Zur zeitnahen Dokumentation der Zuordnungs­entscheidung

Mit einer profiskalischen und praxisfernen Sichtweise vertritt die Finanzverwaltung trotz anderslautender Rechtsprechung immer wieder die Auffassung, die Zuordnung eines Wirtschaftsguts zum unternehmerischen Bereich müsse bis zur Frist für die ­Abgabe der Umsatzsteuerjahreserklärung (im Streitjahr 31.5. des Folgejahrs) gegenüber dem Finanzamt erfolgen. Mit Urteil vom 29.9.2022 (Az. V R 4/20 stbi022306) hat der BFH erneut eine andere Auffassung vertreten. Der Kläger vermietete eine Teilfläche in einem neu errichteten Wohn- und Bürogebäude an seine GmbH und machte aus den Herstellungskosten des Gebäudes anteilige Vorsteuer­beträge geltend. Das Finanzamt versagte den Vorsteuer­abzug trotz zweifelsfreier unternehmerischer Nutzung, da die Zuordnung zum Unternehmensvermögen erst mit ­Abgabe der Umsatzsteuererklärung 2016 am 27.12.2017 – und damit verspätet – dokumentiert worden sei.
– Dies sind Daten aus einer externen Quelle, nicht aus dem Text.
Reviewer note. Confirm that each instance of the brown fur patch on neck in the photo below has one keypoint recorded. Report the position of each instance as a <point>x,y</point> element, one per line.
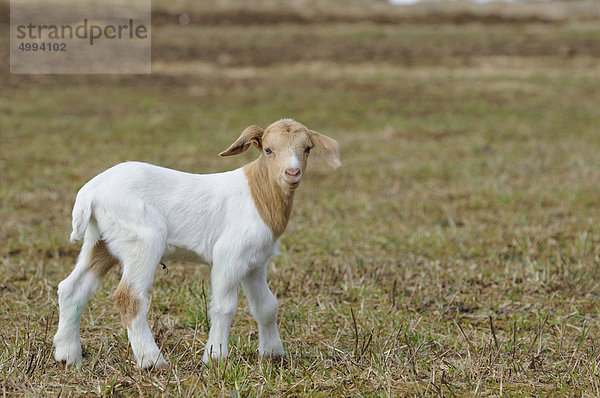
<point>273,204</point>
<point>127,301</point>
<point>101,260</point>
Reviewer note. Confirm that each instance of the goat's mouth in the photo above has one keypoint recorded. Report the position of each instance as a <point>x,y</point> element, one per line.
<point>292,182</point>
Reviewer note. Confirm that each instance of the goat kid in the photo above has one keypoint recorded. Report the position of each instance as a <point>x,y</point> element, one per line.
<point>138,215</point>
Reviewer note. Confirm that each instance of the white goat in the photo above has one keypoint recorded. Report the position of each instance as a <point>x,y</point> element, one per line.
<point>138,215</point>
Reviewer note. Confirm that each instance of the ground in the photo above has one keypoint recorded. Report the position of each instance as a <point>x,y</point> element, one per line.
<point>455,252</point>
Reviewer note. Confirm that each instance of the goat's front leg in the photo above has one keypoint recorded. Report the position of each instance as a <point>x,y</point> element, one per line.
<point>263,306</point>
<point>223,306</point>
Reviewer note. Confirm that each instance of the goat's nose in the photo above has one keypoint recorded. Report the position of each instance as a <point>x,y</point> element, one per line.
<point>292,172</point>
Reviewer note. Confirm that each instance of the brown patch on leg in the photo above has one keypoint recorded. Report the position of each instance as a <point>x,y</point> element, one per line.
<point>127,301</point>
<point>101,260</point>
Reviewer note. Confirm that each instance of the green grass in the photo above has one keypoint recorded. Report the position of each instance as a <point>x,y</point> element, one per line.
<point>455,252</point>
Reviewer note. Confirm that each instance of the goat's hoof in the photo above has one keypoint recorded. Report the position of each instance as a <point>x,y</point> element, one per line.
<point>69,354</point>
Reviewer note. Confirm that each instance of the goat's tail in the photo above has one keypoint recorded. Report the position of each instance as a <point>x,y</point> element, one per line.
<point>82,212</point>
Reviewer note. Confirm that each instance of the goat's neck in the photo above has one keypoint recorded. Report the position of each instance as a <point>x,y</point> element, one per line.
<point>273,203</point>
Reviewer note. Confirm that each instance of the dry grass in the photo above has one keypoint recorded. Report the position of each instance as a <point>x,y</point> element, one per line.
<point>456,252</point>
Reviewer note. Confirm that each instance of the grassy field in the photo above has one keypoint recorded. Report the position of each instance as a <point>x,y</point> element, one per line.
<point>455,252</point>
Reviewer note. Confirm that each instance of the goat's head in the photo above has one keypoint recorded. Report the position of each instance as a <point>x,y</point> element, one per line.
<point>285,146</point>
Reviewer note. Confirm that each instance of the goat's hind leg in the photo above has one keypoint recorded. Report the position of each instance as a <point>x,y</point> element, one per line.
<point>73,295</point>
<point>131,298</point>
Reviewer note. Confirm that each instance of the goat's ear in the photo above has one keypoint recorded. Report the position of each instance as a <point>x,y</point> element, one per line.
<point>250,135</point>
<point>327,147</point>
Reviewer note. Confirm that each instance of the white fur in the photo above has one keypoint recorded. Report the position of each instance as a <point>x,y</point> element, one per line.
<point>147,214</point>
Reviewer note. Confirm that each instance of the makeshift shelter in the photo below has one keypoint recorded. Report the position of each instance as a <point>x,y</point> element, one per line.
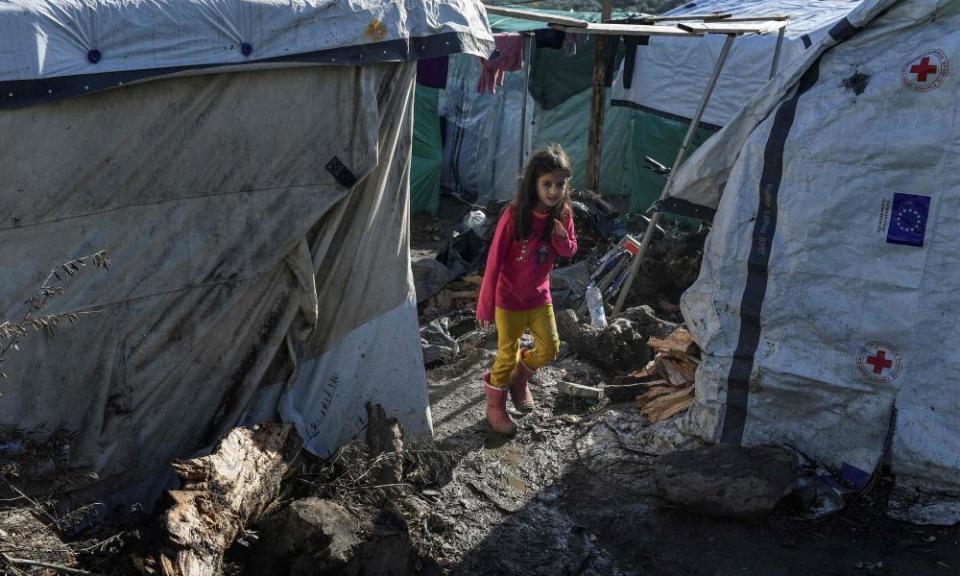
<point>669,75</point>
<point>488,135</point>
<point>828,289</point>
<point>246,166</point>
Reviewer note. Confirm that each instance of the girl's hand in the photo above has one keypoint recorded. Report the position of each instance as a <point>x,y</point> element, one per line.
<point>559,229</point>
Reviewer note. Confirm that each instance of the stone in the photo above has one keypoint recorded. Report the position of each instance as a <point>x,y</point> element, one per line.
<point>321,530</point>
<point>726,480</point>
<point>617,348</point>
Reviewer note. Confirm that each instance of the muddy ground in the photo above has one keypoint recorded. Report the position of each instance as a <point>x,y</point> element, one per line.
<point>573,493</point>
Unter Hinweis auf anderslautende Entscheidungen des EuGH und des BFH wiesen die Münchner Richter darauf hin, dass auch andere objektive Anhaltspunkte, die innerhalb der Zuordnungsfrist erkennbar geworden sind, für eine Zuordnung maßgeblich sein können und es nicht erforderlich ist, dies der Finanzverwaltung innerhalb dieser Frist mit­zu­teilen. Da die Höhe der angefallenen Vorsteuer noch festzustellen ist, muss sich die Vorinstanz, das FG Rheinland-Pfalz, erneut mit der Sache befassen. Bereits am 4.5.2022 hatte sich der BFH bei der Frage der umsatz­steuerlichen Zuordnung eines Arbeitszimmers auf die ­Seite des Steuerzahlers gestellt und ähnlich positioniert (siehe '­steuerberater intern' 15/22).